The intimidating future father-in-law repeatedly tells Rob that he doesn’t have a real job, that he hasn’t worked a day in his life, and that he's unworthy of his precious daughter because he doesn’t have a career, dreams, or goals. At no point does Rob defend teaching as a profession.

So the drama, such as it is, involves Rob proving to himself, as much, or more, than others, that he’s worthy of becoming betrothed to a woman like Megan despite a widespread, correct perception that he’s marrying way out of his league. 

Rob flies to Charleston with his fiance for their wedding only to wake up on the floor of a hotel elevator completely naked, with no idea how he came to be in such a state or who is responsible. 

You know a movie has failed as a nudity-based comedy when you have plenty of time and energy to explore the question of why we find public nudity amusing and what it says about us. Goodness knows we’re never distracted by our laughter. 

There’s the incongruity of it, I suppose, as well as a sense of shame and embarrassment over violating societal norms and causing proper ladies to faint in the street from shock. 

We find public nudity funny because we’re puritans who giggle at sex because it makes us uncomfortable, and we have a hard time looking at it like proper adults. 

Naked’s humor is reliant upon a conviction that public nudity is inherently funny and doesn’t need to be strengthened through jokes or craft when you can show a whole lot of bare butt and Marlon Wayans looking undignified. 

Rob finds himself reliving the same awful hour on a loop. He begins on the elevator floor in a state of total confusion and obliviousness. He then tries to hide his shame by taking care of his most immediate concern, which is his nakedness and the public and law enforcement’s dim view of public nudity. 

Our bland hero encounters R&B superstar Brian McKnight while naked and ends up helping him write a song. Later in the film, we learn that McKnight, seemingly alone, knows that Rob is reliving the same hour in an endless loop, which suggests that there’s a scene where he disclosed that information that somehow was deemed below the film’s standards. 

I kind of wish I had watched Naked on DVD so I could see just how bad the deleted scenes are out of morbid curiosity. 

Rob has various wacky misadventures within this period of perpetual deja vu.
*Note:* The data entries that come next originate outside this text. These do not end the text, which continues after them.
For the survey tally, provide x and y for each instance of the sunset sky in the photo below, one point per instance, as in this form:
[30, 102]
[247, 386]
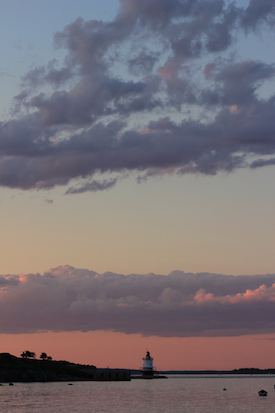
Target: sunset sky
[137, 174]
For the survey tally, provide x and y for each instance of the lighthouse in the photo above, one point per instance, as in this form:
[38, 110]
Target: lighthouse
[147, 367]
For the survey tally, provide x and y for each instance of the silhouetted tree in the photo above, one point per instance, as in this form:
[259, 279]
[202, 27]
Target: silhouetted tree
[28, 354]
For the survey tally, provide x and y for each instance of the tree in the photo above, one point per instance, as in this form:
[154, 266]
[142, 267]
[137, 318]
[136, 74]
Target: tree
[28, 354]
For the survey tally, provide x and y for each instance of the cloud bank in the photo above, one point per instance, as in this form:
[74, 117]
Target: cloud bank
[177, 305]
[161, 87]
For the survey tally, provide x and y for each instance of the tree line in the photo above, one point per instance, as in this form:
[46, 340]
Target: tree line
[31, 355]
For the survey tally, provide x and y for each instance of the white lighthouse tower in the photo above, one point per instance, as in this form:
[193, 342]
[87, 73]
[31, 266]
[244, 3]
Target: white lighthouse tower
[147, 367]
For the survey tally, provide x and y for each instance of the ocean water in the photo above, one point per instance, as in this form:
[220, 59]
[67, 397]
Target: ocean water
[188, 394]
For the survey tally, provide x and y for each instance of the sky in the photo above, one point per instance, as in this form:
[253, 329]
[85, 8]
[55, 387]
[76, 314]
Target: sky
[137, 170]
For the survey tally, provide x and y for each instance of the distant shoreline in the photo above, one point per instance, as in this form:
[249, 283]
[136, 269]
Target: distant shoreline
[15, 369]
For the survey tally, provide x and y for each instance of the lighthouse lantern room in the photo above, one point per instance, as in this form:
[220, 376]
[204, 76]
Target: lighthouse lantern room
[147, 367]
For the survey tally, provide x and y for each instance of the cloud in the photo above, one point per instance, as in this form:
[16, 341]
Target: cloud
[102, 110]
[179, 304]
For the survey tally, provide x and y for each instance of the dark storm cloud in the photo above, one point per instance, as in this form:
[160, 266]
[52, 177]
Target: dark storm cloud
[178, 305]
[115, 98]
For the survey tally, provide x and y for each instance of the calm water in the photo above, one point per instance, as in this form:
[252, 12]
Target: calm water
[199, 394]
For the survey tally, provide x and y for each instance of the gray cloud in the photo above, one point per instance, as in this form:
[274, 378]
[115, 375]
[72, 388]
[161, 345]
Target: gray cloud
[179, 305]
[111, 105]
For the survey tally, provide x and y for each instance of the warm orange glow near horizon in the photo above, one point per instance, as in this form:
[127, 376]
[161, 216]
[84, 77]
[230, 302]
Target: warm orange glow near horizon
[117, 350]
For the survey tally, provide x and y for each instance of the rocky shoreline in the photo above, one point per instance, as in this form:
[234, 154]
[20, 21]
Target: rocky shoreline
[15, 369]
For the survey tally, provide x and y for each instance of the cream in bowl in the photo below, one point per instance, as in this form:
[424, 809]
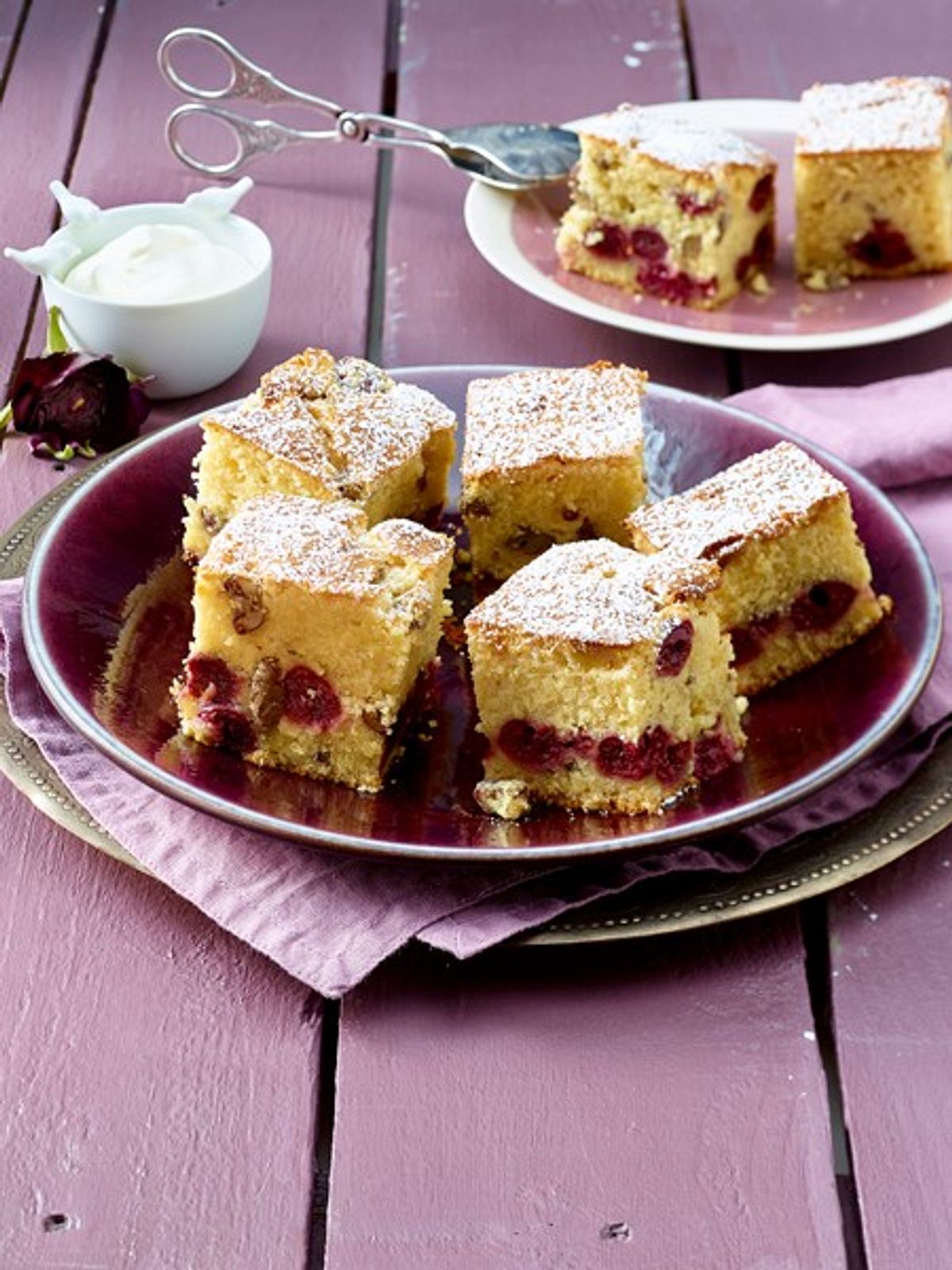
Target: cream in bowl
[177, 291]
He does a silly dance for a black biker gang in a scene that recalls the “Tequila” scene from Pee-Wee’s Big Adventure, only joyless and tedious. 

Naked seems understandably bored and underwhelmed by  itself. Rob’s antics seem random and meaningless. There’s no discipline, internal logic or real attempt at consistency. 
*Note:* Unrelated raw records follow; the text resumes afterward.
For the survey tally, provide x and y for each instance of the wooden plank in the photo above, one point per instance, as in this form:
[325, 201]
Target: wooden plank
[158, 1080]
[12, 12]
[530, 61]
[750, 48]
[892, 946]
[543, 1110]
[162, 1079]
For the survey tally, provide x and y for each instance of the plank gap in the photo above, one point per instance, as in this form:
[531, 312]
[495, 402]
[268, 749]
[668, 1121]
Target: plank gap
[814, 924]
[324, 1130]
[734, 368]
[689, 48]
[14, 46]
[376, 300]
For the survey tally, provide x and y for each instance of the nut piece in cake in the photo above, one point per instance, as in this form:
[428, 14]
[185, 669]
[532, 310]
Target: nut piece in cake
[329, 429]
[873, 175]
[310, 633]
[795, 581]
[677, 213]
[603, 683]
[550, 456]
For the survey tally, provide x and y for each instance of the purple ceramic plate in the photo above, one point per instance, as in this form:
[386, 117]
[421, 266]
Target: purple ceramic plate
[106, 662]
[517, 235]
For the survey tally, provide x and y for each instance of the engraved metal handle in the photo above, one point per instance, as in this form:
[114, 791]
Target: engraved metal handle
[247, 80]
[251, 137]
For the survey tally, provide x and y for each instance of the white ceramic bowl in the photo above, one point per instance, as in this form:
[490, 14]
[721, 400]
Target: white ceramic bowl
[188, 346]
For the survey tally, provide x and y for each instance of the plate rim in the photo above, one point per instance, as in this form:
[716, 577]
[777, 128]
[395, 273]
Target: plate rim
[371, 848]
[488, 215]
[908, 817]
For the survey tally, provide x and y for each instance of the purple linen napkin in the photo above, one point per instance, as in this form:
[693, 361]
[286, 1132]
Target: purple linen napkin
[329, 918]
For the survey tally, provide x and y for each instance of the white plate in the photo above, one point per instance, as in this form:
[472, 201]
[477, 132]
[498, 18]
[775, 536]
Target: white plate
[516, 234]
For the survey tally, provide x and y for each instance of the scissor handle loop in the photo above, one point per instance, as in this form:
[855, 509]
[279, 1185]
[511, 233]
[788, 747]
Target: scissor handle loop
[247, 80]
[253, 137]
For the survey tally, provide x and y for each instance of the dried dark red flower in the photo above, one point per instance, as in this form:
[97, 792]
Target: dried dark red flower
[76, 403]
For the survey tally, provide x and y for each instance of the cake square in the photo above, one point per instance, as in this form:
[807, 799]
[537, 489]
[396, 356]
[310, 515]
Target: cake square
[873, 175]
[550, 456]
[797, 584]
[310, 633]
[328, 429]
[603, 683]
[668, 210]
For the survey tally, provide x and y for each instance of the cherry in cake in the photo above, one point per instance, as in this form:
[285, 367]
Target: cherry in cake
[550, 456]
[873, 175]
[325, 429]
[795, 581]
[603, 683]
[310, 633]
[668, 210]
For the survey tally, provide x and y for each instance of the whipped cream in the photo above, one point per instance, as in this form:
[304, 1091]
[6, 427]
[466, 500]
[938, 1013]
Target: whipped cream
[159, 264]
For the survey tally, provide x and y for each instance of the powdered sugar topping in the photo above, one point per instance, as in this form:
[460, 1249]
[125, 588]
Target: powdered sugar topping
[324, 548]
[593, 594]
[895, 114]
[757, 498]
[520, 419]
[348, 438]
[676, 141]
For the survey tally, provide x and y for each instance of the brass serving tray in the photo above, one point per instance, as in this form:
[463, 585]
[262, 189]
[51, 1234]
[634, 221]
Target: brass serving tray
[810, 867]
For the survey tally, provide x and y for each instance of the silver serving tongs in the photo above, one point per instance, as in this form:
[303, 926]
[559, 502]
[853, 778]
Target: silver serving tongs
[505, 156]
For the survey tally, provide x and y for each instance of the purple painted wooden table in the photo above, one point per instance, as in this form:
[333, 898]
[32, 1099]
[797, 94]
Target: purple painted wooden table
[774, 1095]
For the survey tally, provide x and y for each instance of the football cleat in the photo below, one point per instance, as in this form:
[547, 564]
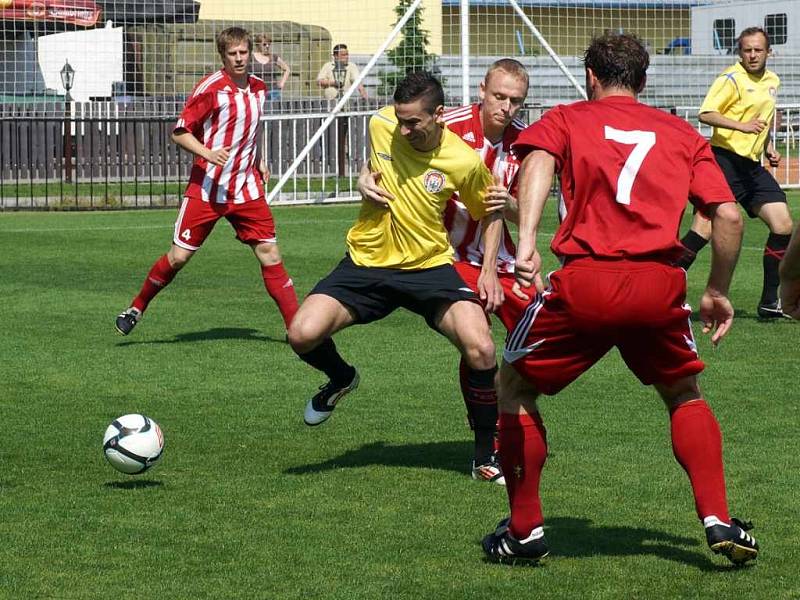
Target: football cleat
[489, 471]
[127, 320]
[501, 547]
[732, 540]
[320, 407]
[772, 311]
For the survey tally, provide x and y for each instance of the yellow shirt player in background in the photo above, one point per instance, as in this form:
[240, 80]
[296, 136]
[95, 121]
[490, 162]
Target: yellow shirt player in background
[740, 106]
[398, 252]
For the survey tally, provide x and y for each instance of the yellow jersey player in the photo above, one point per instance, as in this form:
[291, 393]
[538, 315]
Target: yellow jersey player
[398, 253]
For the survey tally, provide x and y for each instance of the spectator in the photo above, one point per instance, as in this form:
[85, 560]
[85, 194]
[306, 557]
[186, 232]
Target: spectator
[339, 74]
[269, 67]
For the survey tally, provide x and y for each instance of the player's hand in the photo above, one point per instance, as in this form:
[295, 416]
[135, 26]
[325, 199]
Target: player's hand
[264, 170]
[716, 313]
[773, 156]
[755, 125]
[219, 156]
[369, 188]
[790, 298]
[490, 291]
[497, 198]
[527, 272]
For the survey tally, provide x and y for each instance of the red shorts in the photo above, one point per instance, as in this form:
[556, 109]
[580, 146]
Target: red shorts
[591, 306]
[252, 222]
[512, 307]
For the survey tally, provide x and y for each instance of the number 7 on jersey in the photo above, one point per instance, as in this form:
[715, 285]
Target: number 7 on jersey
[643, 142]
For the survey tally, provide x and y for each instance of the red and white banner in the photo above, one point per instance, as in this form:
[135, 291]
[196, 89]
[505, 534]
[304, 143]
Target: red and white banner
[77, 12]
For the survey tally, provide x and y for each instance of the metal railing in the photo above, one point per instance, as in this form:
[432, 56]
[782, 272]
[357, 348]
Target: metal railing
[113, 162]
[785, 135]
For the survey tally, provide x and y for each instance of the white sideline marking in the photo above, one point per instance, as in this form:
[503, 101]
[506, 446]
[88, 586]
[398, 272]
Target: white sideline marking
[281, 225]
[142, 227]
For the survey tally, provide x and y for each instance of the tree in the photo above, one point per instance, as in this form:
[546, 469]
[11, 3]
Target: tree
[411, 54]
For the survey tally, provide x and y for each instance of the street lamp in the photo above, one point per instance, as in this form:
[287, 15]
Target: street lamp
[67, 79]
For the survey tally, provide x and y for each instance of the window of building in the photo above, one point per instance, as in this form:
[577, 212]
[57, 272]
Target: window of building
[777, 28]
[724, 34]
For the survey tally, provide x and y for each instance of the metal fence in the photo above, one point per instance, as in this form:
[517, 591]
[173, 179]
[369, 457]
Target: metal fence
[785, 133]
[111, 162]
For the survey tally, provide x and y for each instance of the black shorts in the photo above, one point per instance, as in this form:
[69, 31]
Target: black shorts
[375, 292]
[752, 185]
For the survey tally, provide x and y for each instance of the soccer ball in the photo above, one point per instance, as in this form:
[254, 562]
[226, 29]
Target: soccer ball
[133, 443]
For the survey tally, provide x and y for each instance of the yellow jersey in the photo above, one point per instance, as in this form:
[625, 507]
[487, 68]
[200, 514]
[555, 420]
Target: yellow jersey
[738, 95]
[410, 233]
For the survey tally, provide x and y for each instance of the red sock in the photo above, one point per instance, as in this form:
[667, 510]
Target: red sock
[523, 450]
[279, 285]
[697, 444]
[161, 273]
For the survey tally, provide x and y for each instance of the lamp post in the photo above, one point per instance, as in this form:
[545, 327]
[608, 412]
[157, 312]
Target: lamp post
[67, 79]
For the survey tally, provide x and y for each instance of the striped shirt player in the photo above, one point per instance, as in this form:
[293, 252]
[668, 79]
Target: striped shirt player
[466, 234]
[219, 114]
[221, 125]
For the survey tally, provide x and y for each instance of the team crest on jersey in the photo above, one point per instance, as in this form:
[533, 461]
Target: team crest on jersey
[434, 181]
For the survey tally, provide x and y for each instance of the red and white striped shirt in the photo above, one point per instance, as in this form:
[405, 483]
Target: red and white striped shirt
[466, 234]
[219, 114]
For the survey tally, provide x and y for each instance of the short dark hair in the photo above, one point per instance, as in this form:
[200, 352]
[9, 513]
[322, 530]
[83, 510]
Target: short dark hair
[233, 35]
[751, 31]
[420, 84]
[618, 60]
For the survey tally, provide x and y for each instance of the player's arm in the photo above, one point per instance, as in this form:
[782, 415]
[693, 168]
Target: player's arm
[715, 119]
[716, 311]
[260, 163]
[790, 277]
[186, 140]
[499, 198]
[489, 288]
[773, 156]
[369, 188]
[286, 71]
[535, 180]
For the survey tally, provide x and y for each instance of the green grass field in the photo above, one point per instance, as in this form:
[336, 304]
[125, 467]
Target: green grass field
[248, 502]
Halfway through the film Rob succeeds in scoring snazzy clothes to hide shameful nakedness. This is accomplished by defeating his nemesis in a public fistfight, then stealing his clothes. 
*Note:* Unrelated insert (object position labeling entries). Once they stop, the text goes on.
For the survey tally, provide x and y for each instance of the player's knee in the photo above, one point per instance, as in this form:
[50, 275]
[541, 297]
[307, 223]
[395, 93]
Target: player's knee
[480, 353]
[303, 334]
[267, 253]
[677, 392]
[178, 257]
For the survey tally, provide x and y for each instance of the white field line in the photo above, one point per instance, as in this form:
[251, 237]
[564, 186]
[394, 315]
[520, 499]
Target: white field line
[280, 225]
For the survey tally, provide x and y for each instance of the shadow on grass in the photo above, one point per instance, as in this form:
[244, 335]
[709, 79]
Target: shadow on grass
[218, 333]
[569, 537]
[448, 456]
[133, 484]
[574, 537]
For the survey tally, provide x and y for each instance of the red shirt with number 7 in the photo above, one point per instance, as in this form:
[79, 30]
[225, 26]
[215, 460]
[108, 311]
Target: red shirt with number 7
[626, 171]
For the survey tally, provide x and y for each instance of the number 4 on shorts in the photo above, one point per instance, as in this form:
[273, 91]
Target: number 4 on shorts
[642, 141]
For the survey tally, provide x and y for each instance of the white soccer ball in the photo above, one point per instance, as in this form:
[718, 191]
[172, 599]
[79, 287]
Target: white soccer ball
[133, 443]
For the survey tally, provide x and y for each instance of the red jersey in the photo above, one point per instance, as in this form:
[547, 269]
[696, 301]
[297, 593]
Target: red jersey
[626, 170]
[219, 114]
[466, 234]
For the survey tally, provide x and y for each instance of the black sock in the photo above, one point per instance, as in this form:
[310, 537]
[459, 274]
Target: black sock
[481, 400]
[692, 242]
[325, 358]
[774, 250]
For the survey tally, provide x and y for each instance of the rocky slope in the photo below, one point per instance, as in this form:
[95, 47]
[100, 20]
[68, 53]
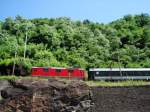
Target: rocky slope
[45, 96]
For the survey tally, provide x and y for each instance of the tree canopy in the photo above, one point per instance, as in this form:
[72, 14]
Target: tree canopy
[61, 42]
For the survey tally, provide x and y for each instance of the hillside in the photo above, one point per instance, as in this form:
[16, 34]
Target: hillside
[62, 42]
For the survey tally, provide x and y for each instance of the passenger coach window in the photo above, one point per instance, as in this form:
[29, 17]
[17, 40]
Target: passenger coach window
[70, 70]
[45, 69]
[58, 70]
[97, 73]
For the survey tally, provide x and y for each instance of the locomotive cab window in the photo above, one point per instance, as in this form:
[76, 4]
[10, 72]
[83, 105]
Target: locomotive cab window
[45, 69]
[58, 70]
[70, 70]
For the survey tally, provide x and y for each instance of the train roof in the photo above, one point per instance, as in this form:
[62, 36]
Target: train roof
[119, 69]
[59, 68]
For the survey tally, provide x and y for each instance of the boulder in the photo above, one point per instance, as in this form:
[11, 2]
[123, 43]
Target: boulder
[46, 96]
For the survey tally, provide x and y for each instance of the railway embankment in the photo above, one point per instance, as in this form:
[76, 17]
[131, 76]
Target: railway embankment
[121, 99]
[51, 95]
[45, 96]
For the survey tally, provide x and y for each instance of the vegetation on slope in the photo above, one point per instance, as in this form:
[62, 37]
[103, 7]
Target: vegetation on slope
[62, 42]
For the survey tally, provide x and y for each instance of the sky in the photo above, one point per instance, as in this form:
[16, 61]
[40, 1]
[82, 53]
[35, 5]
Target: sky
[102, 11]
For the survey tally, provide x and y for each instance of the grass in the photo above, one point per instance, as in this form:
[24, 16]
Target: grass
[118, 83]
[90, 83]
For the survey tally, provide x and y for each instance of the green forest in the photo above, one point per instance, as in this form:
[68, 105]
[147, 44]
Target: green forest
[62, 42]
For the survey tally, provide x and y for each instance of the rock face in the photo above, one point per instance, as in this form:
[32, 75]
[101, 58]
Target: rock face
[46, 96]
[121, 99]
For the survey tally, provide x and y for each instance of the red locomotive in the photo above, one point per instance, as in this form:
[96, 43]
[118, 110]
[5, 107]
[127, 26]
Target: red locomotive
[59, 72]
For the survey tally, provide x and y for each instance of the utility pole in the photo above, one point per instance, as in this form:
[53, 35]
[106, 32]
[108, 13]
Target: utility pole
[25, 46]
[14, 64]
[119, 65]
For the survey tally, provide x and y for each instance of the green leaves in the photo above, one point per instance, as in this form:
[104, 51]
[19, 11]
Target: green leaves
[63, 42]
The fight scenes recall Edge of Tomorrow and Boss Level enough to suffer terribly by comparison. The filmmakers are throwing everything at the wall, but none of it sticks. 

Rob is freshly dressed and exchanging vows with his beautiful bride way too early when he makes a blithering mess of himself with his poorly chosen words. That leads him to use some of his time loop time to get better at publicly speaking. 

In its third act, Naked follows Groundhog Day and takes a turn towards the dramatic as Rob wrestles with his insecurities and feelings of inadequacy, but the film rings hollow because it lacks substance or a dramatic core. 

Netflix released Naked. That means that people did not have to buy tickets to see it or pay for babysitters, parking, or popcorn. People didn’t even have to wear pants to see Naked. They could watch it sans clothes if so inclined. 

That seems appropriate. Nobody should have to pay money to see Naked. No one should see it, period. It is a worthless motion picture without a single redeeming facet. 

Wayans is a likable performer, but Naked is not likable or watchable. Like his siblings, Wayans makes a lot of stinkers and recently announced a return to the Scary Movie franchise after an extended absence. 

I hated the original Scary Movie, so I’m not at all excited about the prospect of a new one. However, if I might set the bar very low, it might be bad, but it can’t be as bad as Naked. 

Or maybe it could! The world is truly a terrible place. It’s lousy with Wayans making lousy movies.